Two hardware wallets we recommend for solo miners:
Ledger Nano X (~$149) — Industry standard, supports BTC natively
Buy Ledger Nano X
Trezor Model T (~$179) — Open-source firmware, strong community trust
Buy Trezor Model T
FAQ: FutureBit Apollo II Solo Mining Questions
What are my realistic chances of finding a Bitcoin block with the Apollo II?
At 2.5 TH/s, your expected time to find a block is approximately 800,000 years at current difficulty. Mathematically, you have about a 0.000000125% chance per year. These odds worsen as network difficulty increases. Some solo miners with similar hashrates have gotten extremely lucky and found blocks, but it’s comparable to winning a major lottery. Don’t buy this expecting to find a block—treat it as running a full node that happens to also buy lottery tickets continuously.
Can I use the Apollo II for mining other SHA-256 coins like Bitcoin Cash?
Technically yes, but you’d need to reconfigure the device away from its default Bitcoin Core + mining setup. The hardware is SHA-256 capable, so it could mine Bitcoin Cash or other SHA-256 coins if you modified the software configuration. However, this defeats the purpose of the integrated full node design and removes the device’s main value proposition. For mining altcoins, you’re better off using dedicated mining hardware pointed at appropriate pools or solo mining setups for those specific coins.
How much does it cost to run the Apollo II per month in electricity?
At 150W average power consumption and typical US residential electricity rates ($0.12-0.15/kWh), expect roughly $13-16 monthly in electricity costs. This varies by your location’s electricity prices—calculate your specific cost by multiplying 0.15 kW × 24 hours × 30 days × your per-kWh rate. In areas with expensive electricity (California, Hawaii, parts of Europe), costs can exceed $25/month. In areas with cheap power (Pacific Northwest, Quebec, Texas), costs might drop to $8-10/month. Check your electricity bill for your exact rate.
Do I need technical knowledge to set up the Apollo II?

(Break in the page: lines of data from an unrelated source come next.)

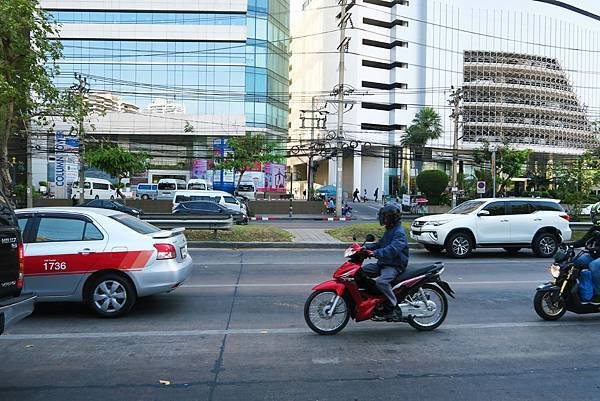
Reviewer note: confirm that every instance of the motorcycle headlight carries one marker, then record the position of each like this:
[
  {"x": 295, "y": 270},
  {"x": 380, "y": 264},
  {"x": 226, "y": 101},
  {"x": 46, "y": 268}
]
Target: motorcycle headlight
[
  {"x": 349, "y": 252},
  {"x": 554, "y": 270}
]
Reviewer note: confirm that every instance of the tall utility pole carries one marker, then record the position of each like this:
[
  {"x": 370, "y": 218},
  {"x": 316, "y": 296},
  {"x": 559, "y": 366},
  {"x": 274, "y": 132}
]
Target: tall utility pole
[
  {"x": 455, "y": 100},
  {"x": 344, "y": 17},
  {"x": 81, "y": 87},
  {"x": 320, "y": 122}
]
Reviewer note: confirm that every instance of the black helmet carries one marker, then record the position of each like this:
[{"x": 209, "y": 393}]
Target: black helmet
[{"x": 389, "y": 215}]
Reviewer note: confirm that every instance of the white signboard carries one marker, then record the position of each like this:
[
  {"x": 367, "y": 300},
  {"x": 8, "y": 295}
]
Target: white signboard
[{"x": 66, "y": 165}]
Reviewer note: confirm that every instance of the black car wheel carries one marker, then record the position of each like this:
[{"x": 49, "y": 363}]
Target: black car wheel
[
  {"x": 545, "y": 245},
  {"x": 459, "y": 245}
]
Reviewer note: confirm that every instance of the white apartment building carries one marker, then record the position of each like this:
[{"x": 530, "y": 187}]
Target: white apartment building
[
  {"x": 405, "y": 55},
  {"x": 156, "y": 68}
]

Moderate technical comfort helps but isn’t strictly required. You need to: connect the device to your network via Ethernet, find its IP address through your router, access its web interface through a browser, and configure a Bitcoin address. If you can set up a WiFi router or home network device, you can handle the Apollo II setup. The initial blockchain sync happens automatically. The web interface is fairly user-friendly compared to command-line Bitcoin node configuration. That said, understanding basic networking concepts (IP addresses, port forwarding if needed) and Bitcoin fundamentals (addresses, block rewards, hashrate) definitely makes the experience smoother.
What happens if I actually find a block with the Apollo II?
If you find a valid block, your Bitcoin Core node would broadcast it to the network, and assuming it’s accepted (not orphaned), the full block reward of 3.125 BTC plus transaction fees would be sent to the Bitcoin address you configured. At current prices, that’s roughly $280,000-300,000. You’d want to make sure your solo mining wallet setup is secure since you’d suddenly have a significant amount of Bitcoin. The block would be found by your device, validated by your node, and credited entirely to you—no pool fees, no sharing. That’s the dream scenario. Just remember: 800,000 year expectation makes this a very unlikely dream.